接下来通过Http的getProtocolOutput函数从url对应的地址读取内容并返回一个ProtocolOutput，内部封装了从url读取出的信息以及状态码。
最后调用output将刚刚得到的数据写入文件中。

Fetcher::run->FetcherThread::run->Http::getProtocolOutput

 public ProtocolOutput getProtocolOutput(Text url, CrawlDatum datum) {

    String urlString = url.toString();
    try {
      URL u = new URL(urlString);

      long startTime = System.currentTimeMillis();
      Response response = getResponse(u, datum, false);

      if (this.responseTime) {
        int elapsedTime = (int) (System.currentTimeMillis() - startTime);
        datum.getMetaData().put(RESPONSE_TIME, new IntWritable(elapsedTime));
      }

      int code = response.getCode();
      datum.getMetaData().put(Nutch.PROTOCOL_STATUS_CODE_KEY,
        new Text(Integer.toString(code)));

      byte[] content = response.getContent();
      Content c = new Content(u.toString(), u.toString(),
          (content == null ? EMPTY_CONTENT : content),
          response.getHeader("Content-Type"), response.getHeaders(), this.conf);

      if (code == 200) { 
        return new ProtocolOutput(c);
      }

      ...
    } catch (Throwable e) {

    }
  }

getProtocolOutput的主要任务是从url地址处根据协议获取信息（一般情况下就是下载url对应的网页），并刷新CrawlDatum中信息，最后创建ProtocolOutput并返回，ProtocolOutput内保存了两个重要的内容，一是url地址处对应的内容（例如网站html文件内的内容），二是保存了本次请求的状态信息，例如是否成功等等。

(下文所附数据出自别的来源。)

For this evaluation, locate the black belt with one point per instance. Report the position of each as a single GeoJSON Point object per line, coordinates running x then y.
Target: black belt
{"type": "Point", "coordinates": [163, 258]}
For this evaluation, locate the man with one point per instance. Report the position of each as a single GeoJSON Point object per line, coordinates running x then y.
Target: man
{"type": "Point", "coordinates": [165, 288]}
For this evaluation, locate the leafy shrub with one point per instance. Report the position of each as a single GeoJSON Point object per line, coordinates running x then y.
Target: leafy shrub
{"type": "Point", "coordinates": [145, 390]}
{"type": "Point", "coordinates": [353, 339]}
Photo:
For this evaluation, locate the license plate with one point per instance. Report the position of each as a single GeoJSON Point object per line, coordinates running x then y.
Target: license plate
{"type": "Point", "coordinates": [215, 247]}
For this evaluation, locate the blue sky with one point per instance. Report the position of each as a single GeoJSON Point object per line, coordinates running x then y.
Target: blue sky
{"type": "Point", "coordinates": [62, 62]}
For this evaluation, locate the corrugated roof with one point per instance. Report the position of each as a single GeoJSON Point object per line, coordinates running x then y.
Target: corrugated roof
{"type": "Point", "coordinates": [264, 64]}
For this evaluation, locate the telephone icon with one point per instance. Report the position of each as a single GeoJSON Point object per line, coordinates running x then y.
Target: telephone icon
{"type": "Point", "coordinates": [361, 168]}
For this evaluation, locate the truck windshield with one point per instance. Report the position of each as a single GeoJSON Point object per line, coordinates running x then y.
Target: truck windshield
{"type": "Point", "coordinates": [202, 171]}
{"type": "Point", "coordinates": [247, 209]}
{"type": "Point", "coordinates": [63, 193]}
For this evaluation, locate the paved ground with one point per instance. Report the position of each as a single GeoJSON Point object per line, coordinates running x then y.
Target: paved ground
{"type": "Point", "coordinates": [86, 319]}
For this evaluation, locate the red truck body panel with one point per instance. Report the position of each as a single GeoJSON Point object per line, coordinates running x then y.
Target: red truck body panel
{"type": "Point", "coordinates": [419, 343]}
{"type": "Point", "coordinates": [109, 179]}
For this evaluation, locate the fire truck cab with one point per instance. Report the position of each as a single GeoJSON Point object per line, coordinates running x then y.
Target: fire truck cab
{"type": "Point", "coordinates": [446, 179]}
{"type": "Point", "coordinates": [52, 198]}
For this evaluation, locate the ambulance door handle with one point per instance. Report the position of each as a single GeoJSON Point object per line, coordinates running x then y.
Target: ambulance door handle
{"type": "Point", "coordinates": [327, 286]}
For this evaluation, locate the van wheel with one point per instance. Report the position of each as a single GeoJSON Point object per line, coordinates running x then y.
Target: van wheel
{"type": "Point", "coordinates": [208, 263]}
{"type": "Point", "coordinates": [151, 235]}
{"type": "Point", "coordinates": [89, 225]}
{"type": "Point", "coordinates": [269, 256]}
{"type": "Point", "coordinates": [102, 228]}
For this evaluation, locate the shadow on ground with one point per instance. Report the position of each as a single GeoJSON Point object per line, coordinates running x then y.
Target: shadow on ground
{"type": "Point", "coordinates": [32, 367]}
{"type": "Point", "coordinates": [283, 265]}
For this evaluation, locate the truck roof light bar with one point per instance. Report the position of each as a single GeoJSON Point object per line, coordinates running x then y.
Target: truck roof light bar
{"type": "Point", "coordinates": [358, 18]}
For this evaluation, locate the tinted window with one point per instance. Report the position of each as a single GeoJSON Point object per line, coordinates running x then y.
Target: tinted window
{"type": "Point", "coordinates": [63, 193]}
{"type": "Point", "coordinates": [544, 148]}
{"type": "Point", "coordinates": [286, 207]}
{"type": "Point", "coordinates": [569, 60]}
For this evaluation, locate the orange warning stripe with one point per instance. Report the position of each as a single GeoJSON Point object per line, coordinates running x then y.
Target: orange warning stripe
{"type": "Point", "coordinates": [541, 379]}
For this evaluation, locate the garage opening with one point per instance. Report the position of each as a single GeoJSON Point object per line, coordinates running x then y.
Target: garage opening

Fetcher::run->FetcherThread::run->output

  private ParseStatus output(Text key, CrawlDatum datum, Content content,
      ProtocolStatus pstatus, int status, int outlinkDepth) {

    datum.setStatus(status);
    datum.setFetchTime(System.currentTimeMillis());
    if (pstatus != null)
      datum.getMetaData().put(Nutch.WRITABLE_PROTO_STATUS_KEY, pstatus);

    ParseResult parseResult = null;
    if (content != null) {
      Metadata metadata = content.getMetadata();

      if (content.getContentType() != null)
        datum.getMetaData().put(new Text(Metadata.CONTENT_TYPE),
            new Text(content.getContentType()));

      metadata.set(Nutch.SEGMENT_NAME_KEY, segmentName);
      try {
        scfilters.passScoreBeforeParsing(key, datum, content);
      } catch (Exception e) {

      }

      ...

      content.getMetadata().add(Nutch.FETCH_STATUS_KEY,
          Integer.toString(status));
    }

    try {
      output.collect(key, new NutchWritable(datum));
      if (content != null && storingContent)
        output.collect(key, new NutchWritable(content));

      ...

    } catch (IOException e) {

    }
    return null;
  }

省略的代码和解析有关，放在下一章分析。output函数向CrawlDatum中记录各个信息，然后通过collect收集CrawlDatum和Content，最后由FetcherOutputFormat定义了如何输出。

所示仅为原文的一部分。